Segmentation fault + black image outputs

nikitinvv / rectv_gpu

Four-dimensional tomographic reconstruction by time domain decomposition. Version on GPU

BSD 2-Clause "Simplified" License

4 stars 4 forks source link

Hi, I've been trying to make use of the package on the operando fuel cell dataset provided by TomoBank HERE, just below the foam data that was demonstrated in the Nikitin et al. paper. The dataset has the dimensions (ntheta, nz, n) = (18060, 1100, 1440), with ntheta = nprojections ntimesteps = 301 60. The sample recon script provided HERE circumvents limited RAM issues for the Tomopy/ASTRA Toolbox recon algorithms by processing the dataset in chunks of 8 sinograms/slices at a time, i.e. (18060, 8, 1440) per iteration. This has worked fine with the CUDA-accelerated iterative SIRT/MLEM algorithms.

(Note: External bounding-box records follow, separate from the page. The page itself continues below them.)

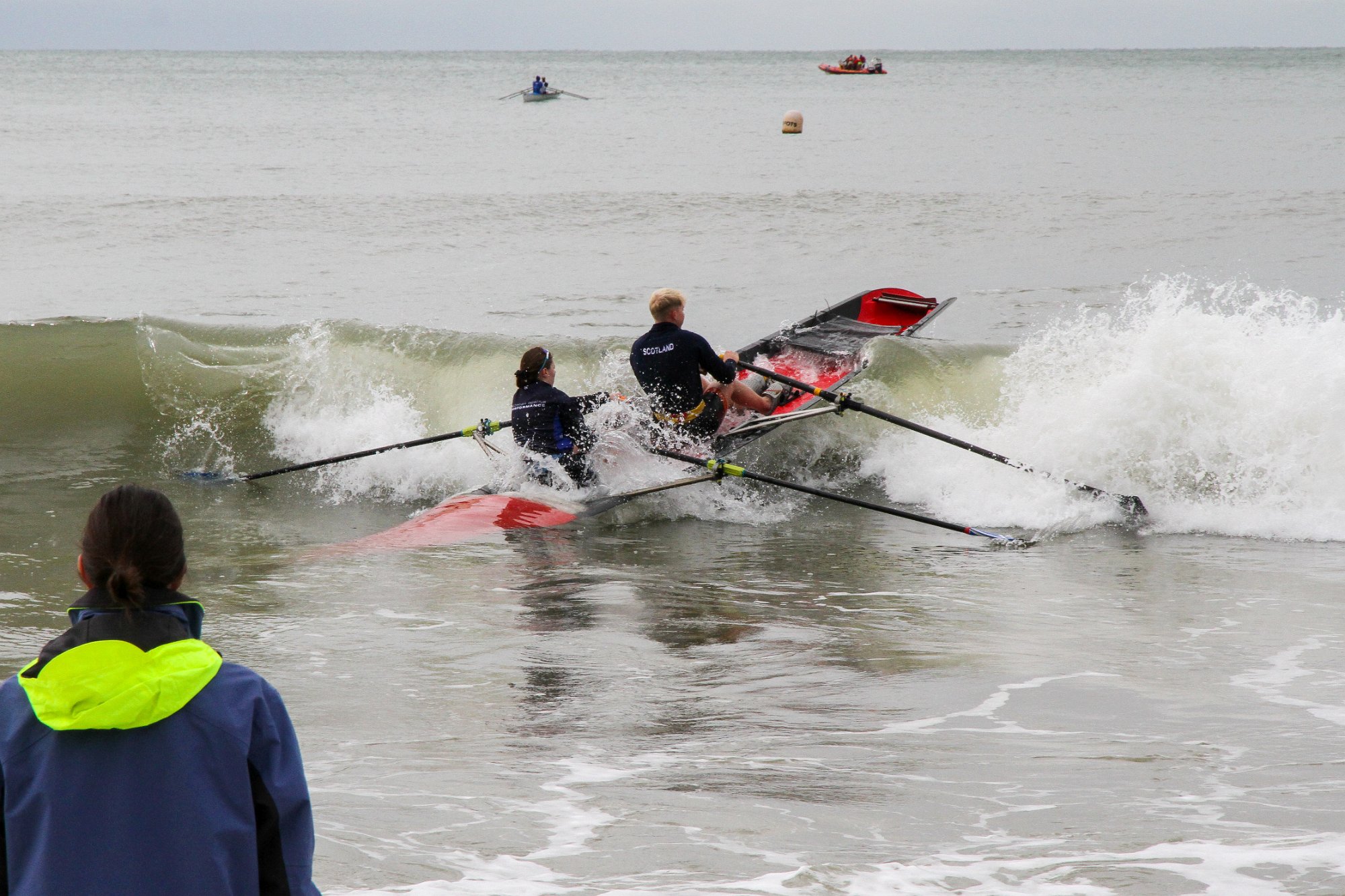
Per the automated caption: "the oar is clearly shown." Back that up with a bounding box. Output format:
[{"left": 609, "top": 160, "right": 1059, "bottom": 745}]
[
  {"left": 738, "top": 360, "right": 1149, "bottom": 517},
  {"left": 182, "top": 419, "right": 511, "bottom": 482},
  {"left": 651, "top": 448, "right": 1029, "bottom": 546}
]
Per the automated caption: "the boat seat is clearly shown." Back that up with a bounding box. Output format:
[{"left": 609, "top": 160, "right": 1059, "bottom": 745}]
[
  {"left": 873, "top": 292, "right": 939, "bottom": 313},
  {"left": 785, "top": 317, "right": 901, "bottom": 355}
]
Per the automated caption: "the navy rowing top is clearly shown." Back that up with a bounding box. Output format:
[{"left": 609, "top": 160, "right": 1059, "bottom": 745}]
[
  {"left": 631, "top": 320, "right": 737, "bottom": 414},
  {"left": 510, "top": 380, "right": 607, "bottom": 455}
]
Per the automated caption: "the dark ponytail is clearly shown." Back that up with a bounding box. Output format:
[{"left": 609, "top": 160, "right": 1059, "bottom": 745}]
[
  {"left": 514, "top": 345, "right": 553, "bottom": 389},
  {"left": 79, "top": 486, "right": 187, "bottom": 608}
]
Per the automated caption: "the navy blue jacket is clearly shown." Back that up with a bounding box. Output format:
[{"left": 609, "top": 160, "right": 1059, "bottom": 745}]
[
  {"left": 0, "top": 591, "right": 317, "bottom": 896},
  {"left": 510, "top": 380, "right": 607, "bottom": 455},
  {"left": 631, "top": 321, "right": 737, "bottom": 414}
]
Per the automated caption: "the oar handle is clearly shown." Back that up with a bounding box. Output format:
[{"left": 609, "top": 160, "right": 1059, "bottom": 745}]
[
  {"left": 238, "top": 419, "right": 511, "bottom": 482},
  {"left": 652, "top": 448, "right": 1018, "bottom": 541},
  {"left": 738, "top": 360, "right": 1149, "bottom": 516}
]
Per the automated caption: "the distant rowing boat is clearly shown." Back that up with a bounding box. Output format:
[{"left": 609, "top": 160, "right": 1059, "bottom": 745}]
[{"left": 499, "top": 87, "right": 588, "bottom": 102}]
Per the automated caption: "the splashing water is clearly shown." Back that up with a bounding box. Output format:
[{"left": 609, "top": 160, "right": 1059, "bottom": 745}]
[{"left": 865, "top": 278, "right": 1345, "bottom": 541}]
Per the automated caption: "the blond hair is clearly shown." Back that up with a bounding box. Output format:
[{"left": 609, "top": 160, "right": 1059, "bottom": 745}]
[{"left": 650, "top": 289, "right": 686, "bottom": 321}]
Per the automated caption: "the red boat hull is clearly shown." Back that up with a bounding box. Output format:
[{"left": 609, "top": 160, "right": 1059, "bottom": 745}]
[{"left": 332, "top": 288, "right": 952, "bottom": 553}]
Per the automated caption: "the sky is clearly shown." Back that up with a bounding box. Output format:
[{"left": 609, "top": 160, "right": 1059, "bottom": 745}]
[{"left": 0, "top": 0, "right": 1345, "bottom": 50}]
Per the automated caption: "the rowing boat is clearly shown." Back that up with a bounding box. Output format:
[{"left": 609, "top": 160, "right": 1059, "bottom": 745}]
[
  {"left": 338, "top": 288, "right": 954, "bottom": 552},
  {"left": 714, "top": 286, "right": 955, "bottom": 456}
]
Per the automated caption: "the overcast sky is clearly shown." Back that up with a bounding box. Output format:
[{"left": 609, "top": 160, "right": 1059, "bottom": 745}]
[{"left": 0, "top": 0, "right": 1345, "bottom": 50}]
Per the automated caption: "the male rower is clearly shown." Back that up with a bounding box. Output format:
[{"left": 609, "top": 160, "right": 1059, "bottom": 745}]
[{"left": 631, "top": 289, "right": 788, "bottom": 438}]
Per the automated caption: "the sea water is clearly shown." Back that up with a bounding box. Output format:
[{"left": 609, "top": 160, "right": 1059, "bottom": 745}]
[{"left": 0, "top": 50, "right": 1345, "bottom": 896}]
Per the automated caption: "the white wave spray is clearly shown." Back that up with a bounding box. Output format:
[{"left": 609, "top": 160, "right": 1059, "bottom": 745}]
[{"left": 865, "top": 277, "right": 1345, "bottom": 541}]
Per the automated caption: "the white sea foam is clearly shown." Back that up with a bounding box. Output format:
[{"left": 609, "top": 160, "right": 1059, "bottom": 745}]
[
  {"left": 331, "top": 834, "right": 1345, "bottom": 896},
  {"left": 865, "top": 277, "right": 1345, "bottom": 541},
  {"left": 262, "top": 325, "right": 491, "bottom": 501}
]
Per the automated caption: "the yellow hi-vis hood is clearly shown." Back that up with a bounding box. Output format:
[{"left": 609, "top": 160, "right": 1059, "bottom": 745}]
[{"left": 19, "top": 638, "right": 223, "bottom": 731}]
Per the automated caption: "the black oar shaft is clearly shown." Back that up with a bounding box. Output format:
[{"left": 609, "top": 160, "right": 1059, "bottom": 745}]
[
  {"left": 738, "top": 360, "right": 1147, "bottom": 514},
  {"left": 238, "top": 419, "right": 510, "bottom": 482},
  {"left": 652, "top": 448, "right": 1017, "bottom": 541}
]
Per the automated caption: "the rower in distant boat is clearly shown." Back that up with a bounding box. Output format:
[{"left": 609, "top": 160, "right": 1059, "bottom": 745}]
[
  {"left": 631, "top": 289, "right": 792, "bottom": 438},
  {"left": 510, "top": 345, "right": 608, "bottom": 486}
]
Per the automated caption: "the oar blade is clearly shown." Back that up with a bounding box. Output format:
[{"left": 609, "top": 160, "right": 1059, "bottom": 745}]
[
  {"left": 966, "top": 526, "right": 1037, "bottom": 548},
  {"left": 178, "top": 470, "right": 243, "bottom": 483},
  {"left": 1116, "top": 495, "right": 1149, "bottom": 524}
]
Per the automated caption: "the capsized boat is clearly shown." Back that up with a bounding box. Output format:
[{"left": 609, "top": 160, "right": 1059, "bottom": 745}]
[{"left": 332, "top": 286, "right": 954, "bottom": 553}]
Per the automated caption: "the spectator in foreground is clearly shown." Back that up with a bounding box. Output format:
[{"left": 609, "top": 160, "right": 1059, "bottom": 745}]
[{"left": 0, "top": 486, "right": 317, "bottom": 896}]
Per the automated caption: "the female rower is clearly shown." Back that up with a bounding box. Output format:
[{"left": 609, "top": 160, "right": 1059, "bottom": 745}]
[
  {"left": 510, "top": 345, "right": 608, "bottom": 486},
  {"left": 0, "top": 486, "right": 317, "bottom": 896}
]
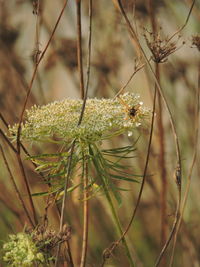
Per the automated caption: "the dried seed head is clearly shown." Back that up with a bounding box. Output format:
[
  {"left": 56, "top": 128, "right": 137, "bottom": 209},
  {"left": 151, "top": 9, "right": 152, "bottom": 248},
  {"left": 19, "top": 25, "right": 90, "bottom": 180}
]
[
  {"left": 144, "top": 30, "right": 180, "bottom": 63},
  {"left": 192, "top": 35, "right": 200, "bottom": 51}
]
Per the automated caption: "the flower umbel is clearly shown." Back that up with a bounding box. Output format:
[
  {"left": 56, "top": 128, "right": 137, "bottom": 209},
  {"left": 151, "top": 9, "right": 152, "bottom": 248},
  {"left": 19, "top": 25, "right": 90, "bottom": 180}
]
[
  {"left": 3, "top": 233, "right": 45, "bottom": 267},
  {"left": 9, "top": 93, "right": 149, "bottom": 146}
]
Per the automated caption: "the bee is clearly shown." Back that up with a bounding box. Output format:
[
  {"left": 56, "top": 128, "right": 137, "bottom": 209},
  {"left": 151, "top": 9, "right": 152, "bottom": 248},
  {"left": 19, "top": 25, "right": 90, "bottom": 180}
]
[{"left": 118, "top": 96, "right": 141, "bottom": 119}]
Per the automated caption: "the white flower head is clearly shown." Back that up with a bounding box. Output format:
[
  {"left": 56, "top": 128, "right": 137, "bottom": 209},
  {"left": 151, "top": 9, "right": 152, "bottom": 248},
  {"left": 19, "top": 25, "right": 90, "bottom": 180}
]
[{"left": 9, "top": 93, "right": 149, "bottom": 142}]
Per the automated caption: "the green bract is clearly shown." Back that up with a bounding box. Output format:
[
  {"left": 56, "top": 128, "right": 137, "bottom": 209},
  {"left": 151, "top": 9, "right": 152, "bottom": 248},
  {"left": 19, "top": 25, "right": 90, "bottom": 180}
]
[
  {"left": 3, "top": 233, "right": 45, "bottom": 267},
  {"left": 9, "top": 93, "right": 149, "bottom": 143}
]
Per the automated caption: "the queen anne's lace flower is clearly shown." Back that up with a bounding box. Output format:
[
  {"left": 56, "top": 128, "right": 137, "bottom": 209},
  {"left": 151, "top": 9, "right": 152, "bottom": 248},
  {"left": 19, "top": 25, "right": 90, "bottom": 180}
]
[
  {"left": 3, "top": 233, "right": 45, "bottom": 267},
  {"left": 9, "top": 93, "right": 149, "bottom": 143}
]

I've adapted the now-deprecated rectv parts of script to the current build of rectv_gpu and am attempting to run it on a 16GB Tesla V100 (50+ GB of RAM). However, even down to a chunk size of 1, I'm still maxing out my GPU memory and getting a "Segmentation fault (core dumped)" error at the rectv_gpu.Solver.recon step, so I'm considering batching by time steps as well to further minimize the memory issue. Also, when I do get outputs, they're all-zeros or black output images. For reference, I've tested the foam data notebook example and it works fine.

Am I doing anything wrong in the workflow below? Would batching by time steps affect the performance of this algorithm if I technically have motion at all timesteps? And if not, any suggestions for what I should be doing instead?

h5name = "fuelcell_i2.h5"
nproj = 301
ntimesteps = 60
rot_center = 702
chunksize = 2
frame = 0

data_size = get_dx_dims(h5name, 'data')

# Select sinogram range to reconstruct.
sino_start = 0
sino_end = data_size[1]

# Split sinograms into chunks to reconstruct to accommodate limited RAM
chunks = int(data_size[1] / chunksize) 
nSino_per_chunk = (sino_end - sino_start) / chunks

strt = 0
for iChunk in range(0, chunks):
    sino_chunk_start = sino_start + nSino_per_chunk * iChunk 
    sino_chunk_end = sino_start + nSino_per_chunk * (iChunk+1)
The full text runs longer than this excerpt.